Thankfully, there’s a part of me that was very prepared during my Camino…

The Deeper Reason We Must Balance Spontaneity and Planning

It’s become increasingly apparent to me that the balance between preparation and spontaneity is vital to living a healthy, full life. And I’ll tell you why.

There’s the obvious reason that too much impulsivity can be destructive, like in the example of the Camino. And rigidity can be too. Trust me, if I were married to my plans going exactly as hoped for every retreat I lead, I’d be a mess.

But I do see preparation as something we must do physically, mentally, and emotionally every step of our lives so that when our plans for life go off course, we can adapt without overwhelm and debilitating anxiety.

I think back to the months leading up to my stepmom’s passing earlier this year. My dad would often talk about how he was preparing for an emotional marathon by way of his workouts and seeking support from loved ones. This was his way of planning to survive the loss.

I, too, have undertaken a lifetime of mental preparation for various challenges to come in my life.

My mental strength was not enough to get me through the Camino physically.
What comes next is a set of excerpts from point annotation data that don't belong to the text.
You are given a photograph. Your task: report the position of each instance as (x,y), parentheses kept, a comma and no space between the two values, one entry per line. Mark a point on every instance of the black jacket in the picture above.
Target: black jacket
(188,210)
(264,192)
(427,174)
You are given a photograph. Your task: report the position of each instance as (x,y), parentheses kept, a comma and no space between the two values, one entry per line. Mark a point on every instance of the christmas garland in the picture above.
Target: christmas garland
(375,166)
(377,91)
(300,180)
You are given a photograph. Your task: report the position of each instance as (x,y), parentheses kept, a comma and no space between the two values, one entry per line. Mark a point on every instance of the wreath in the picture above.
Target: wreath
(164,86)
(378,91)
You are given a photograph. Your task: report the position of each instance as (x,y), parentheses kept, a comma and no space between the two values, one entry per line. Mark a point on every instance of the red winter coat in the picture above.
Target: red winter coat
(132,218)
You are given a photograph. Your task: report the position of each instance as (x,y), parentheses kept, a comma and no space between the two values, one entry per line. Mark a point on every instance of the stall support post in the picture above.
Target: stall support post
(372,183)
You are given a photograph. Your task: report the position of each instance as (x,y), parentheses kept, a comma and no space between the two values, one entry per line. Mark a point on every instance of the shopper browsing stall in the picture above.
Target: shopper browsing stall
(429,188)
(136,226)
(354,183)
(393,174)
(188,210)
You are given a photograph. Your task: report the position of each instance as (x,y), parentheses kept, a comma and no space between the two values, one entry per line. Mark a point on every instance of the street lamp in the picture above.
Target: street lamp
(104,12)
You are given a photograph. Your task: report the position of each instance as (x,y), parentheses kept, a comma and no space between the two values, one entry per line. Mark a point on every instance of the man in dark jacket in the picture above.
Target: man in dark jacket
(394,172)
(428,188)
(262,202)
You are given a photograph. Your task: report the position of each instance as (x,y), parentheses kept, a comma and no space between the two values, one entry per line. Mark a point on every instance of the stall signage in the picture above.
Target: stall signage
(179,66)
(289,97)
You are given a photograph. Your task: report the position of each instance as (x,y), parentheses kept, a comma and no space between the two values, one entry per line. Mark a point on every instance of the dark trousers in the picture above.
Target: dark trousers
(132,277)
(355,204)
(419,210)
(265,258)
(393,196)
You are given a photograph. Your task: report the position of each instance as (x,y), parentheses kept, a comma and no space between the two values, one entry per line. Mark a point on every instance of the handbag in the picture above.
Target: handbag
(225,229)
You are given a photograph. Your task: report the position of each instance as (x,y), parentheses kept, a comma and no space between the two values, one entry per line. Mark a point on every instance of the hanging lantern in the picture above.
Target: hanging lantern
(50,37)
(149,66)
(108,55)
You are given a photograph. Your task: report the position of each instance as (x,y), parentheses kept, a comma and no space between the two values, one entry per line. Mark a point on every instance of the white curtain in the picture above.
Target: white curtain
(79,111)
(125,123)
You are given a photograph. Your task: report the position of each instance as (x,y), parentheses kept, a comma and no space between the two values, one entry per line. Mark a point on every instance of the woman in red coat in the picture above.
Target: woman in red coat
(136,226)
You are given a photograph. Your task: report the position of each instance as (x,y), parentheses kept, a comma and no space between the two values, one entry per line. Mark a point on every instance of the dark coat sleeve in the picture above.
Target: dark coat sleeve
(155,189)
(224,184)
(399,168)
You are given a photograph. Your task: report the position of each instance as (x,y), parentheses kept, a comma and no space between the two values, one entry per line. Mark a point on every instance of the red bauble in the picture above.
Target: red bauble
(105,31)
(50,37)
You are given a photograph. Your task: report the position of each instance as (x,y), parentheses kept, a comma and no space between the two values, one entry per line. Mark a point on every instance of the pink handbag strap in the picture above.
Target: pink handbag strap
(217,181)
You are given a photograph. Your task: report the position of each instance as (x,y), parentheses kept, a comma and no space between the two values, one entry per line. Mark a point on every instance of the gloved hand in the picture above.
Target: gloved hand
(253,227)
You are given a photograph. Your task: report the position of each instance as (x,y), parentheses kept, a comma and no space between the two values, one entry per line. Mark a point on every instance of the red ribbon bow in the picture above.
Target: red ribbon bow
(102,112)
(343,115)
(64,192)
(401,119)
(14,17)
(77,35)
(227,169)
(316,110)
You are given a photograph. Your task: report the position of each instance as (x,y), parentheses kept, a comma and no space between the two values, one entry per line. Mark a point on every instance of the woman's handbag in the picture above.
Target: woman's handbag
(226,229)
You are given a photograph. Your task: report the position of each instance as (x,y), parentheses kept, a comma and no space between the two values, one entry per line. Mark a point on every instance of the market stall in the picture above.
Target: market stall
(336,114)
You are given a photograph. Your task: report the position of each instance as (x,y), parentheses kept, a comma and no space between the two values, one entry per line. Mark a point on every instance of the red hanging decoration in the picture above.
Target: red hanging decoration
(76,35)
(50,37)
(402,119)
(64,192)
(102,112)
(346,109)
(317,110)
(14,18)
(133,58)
It got me through the pain for a while all right, but it couldn’t overpower the cry from my body telling me to stop. In this sense, my mind was more than I could ever have asked for in helping me arrive at the decision to stop my Camino. Trust me, that was one of the largest challenges.

If I can recommend one piece of advice for preparing for spontaneity it is to take time for self-care. That is, take time to get to know yourself–your emotions, your mental tendencies, your body. And then take time to nourish each of those areas of your life.